“Everybody’s got a story”

A black and white photo of a woman with short hair and glasses looking at the camera

As the 2018-2019 Mabel Pugh Taylor Writer-in-Residence, fiction writer, poet and playwright Kate Cayley is a resource for aspiring writers, offering feedback and advice in a program jointly funded by McMaster and the Hamilton Public Library.

From now through December, she will have on-campus office hours on Tuesdays and Thursdays from 9 am until 2 pm in room 312 of Chester New Hall. Starting in January, she will have office hours at the Central branch of the Hamilton Public Library.

Interested writers in both the McMaster community and the general public can make an appointment to meet with Cayley by contacting her at englwir@mcmaster.ca.

Here, she shares some thoughts on her work, her writing process and the role of art in a politicized world.

Becoming a writer

That was a really slow process. I started a theatre company straight out of university and worked as a director pretty consistently for 10 years. We were creating work as a collective, so I was writing a lot – plays and poetry that were terrible – and slowly realizing that my emphasis was wrong. That was a slow burn, because we had this theatre company that had funding, and we were making a go of it. I was more or less making my living in theatre – but I still felt like things weren’t right.

I realized I needed to get serious about writing for a few months, so I went to Halifax, worked as a TA and just wrote every day.

Everything I wrote then was just … so bad. None of it survived, but that was still the moment of saying that I was actually going to be serious about it. It wasn’t a frill, and it wasn’t a hobby.

Being a writer

I still feel like I don’t know how to write. It’s a bit of a cliché, but I feel like every time I start something I’ve forgotten my first principles – I’m more proficient, I have more technical knowledge, but that doesn’t actually help much. Every time I start something I’m starting for the first time.

The thing I always forget is that the beginning of anything is usually terrible, and that remains true for me. So much of the shape of a piece comes from re-writing and re-conceptualizing, and that’s just a slog. The longer I go the more I realize what a slog it is – the ideal where you’re working in sharp, intense bursts, where things come to you whole maybe happens a couple of times in your life. Most of the time I’m just constructing.

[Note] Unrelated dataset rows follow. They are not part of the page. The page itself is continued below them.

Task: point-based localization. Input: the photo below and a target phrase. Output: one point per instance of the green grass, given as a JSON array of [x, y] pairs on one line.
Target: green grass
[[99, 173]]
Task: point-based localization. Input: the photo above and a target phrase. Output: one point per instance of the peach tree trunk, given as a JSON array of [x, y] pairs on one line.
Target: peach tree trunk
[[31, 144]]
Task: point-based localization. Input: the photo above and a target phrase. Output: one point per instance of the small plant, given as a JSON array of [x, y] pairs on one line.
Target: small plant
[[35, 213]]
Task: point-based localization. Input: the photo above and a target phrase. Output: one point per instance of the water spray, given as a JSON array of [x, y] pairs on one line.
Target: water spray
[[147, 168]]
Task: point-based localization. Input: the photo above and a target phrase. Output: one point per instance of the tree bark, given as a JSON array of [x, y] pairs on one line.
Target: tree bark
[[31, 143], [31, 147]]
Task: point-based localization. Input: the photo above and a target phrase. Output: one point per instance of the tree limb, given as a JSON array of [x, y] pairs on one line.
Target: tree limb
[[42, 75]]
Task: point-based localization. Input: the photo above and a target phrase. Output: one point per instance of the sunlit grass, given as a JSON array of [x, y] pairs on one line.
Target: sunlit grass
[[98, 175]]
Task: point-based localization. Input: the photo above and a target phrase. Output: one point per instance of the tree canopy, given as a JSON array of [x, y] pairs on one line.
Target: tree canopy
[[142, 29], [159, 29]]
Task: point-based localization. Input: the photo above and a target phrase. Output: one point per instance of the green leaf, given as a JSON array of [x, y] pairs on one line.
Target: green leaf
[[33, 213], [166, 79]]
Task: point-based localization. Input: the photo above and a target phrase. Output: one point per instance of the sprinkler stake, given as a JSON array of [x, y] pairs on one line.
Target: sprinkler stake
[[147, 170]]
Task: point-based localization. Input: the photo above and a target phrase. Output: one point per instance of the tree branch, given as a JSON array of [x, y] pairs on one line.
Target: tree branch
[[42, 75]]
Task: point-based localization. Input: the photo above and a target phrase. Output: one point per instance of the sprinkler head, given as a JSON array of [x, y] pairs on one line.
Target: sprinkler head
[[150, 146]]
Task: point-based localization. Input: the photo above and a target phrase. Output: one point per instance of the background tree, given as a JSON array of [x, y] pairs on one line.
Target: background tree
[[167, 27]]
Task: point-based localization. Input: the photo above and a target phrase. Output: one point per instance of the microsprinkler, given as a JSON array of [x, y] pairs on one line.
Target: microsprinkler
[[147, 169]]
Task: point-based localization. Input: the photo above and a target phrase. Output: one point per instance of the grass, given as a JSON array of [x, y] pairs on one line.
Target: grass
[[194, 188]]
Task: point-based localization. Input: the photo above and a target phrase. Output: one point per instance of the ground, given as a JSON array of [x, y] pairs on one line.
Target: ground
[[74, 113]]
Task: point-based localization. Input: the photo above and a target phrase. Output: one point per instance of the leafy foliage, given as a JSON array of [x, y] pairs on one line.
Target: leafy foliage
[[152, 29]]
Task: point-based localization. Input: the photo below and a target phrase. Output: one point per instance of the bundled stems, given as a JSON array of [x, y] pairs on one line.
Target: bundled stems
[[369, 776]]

That being said, some people do have bursts. The writing process is so particular to each individual that I’m suspicious of blanket statements or advice about how to write. If you get the work out, I don’t think any one rule of thumb is useful.

The relationship between art and politics

I find myself thinking a lot about the difference between politics and ideology. It seems critically important to me to draw that distinction, especially now – politics is an alive-ness to what’s going on the world. To say you’re not interested in politics is itself a political statement – it’s a luxury not to be interested in politics. On the other hand, ideological positions have political usefulness, but you can’t make art from them. You can make propaganda, but the older I get the more suspicious I am of anything that feels like propaganda.

W.H. Auden is one of my favourite poets. There were people in North America and the United Kingdom who felt that he’d had this wonderful blaze of socialist possibility that he then rejected in favour of writing about friendship, Shakespeare, limestone other things. But he was incredibly important to poets in Eastern Europe because they saw writing about the private life as intensely political – they were living under regimes in which having a private life was almost impossible.

The question of identity

I feel like there’s a political aspect to looking at domestic life. I’m a queer writer, so I’m interested in the texture of queer domestic life – but I want it to feel lived in, not like advancing a position.

I’m very ambivalent about the question of “identity.” I’m not even sure I know what “identity” means – it always feels like something imposed on you from the outside, even if you’ve imposed it on yourself. And yet… it’s a way of understanding yourself and it’s a way of saying that something’s important, that it’s real, that it exists in the world. It matters to me in that I would like it to be part of the lived experience in my writing in a way that feels comfortable and lived in.

I just finished reading Her Body and Other Parties, which is a collection of stories by Carmen Maria Machado. I’ve never read a collection that was so intentionally queer. It was saturated, it was assumed. It wasn’t positioned in a confrontational relationship to the “straight” world – all the worlds were dissolved, which seems closer to the experience that everyone lives. You can’t live in your categories.

Mentoring aspiring writers

I feel like an important thing a mentor can offer you is a risk-free way of feeling what it’s like to be edited – what it’s like to have someone from the outside tell you what they got or didn’t get out of your work. One writer I knew who was also an editor said that what separates amateur from professional writers is the willingness to be edited, so I try to teach people to accept feedback and criticism when it’s offered in a good spirit.

The Writer-in-Residence program

The Writer-in-Residence program is open to McMaster students and to the general public, and I’d encourage people to come see me, because I wish there had been a position like this when I was starting out. It’s an opportunity to talk to a writer about anything you want to know about – your process, the logistics out of making a career out of writing. I like practical questions – what programs are out there, what grants are available, how you get someone to read your stuff.

While I don’t have time to read an entire manuscript, I can read part of one, and can give honest feedback on section of a work.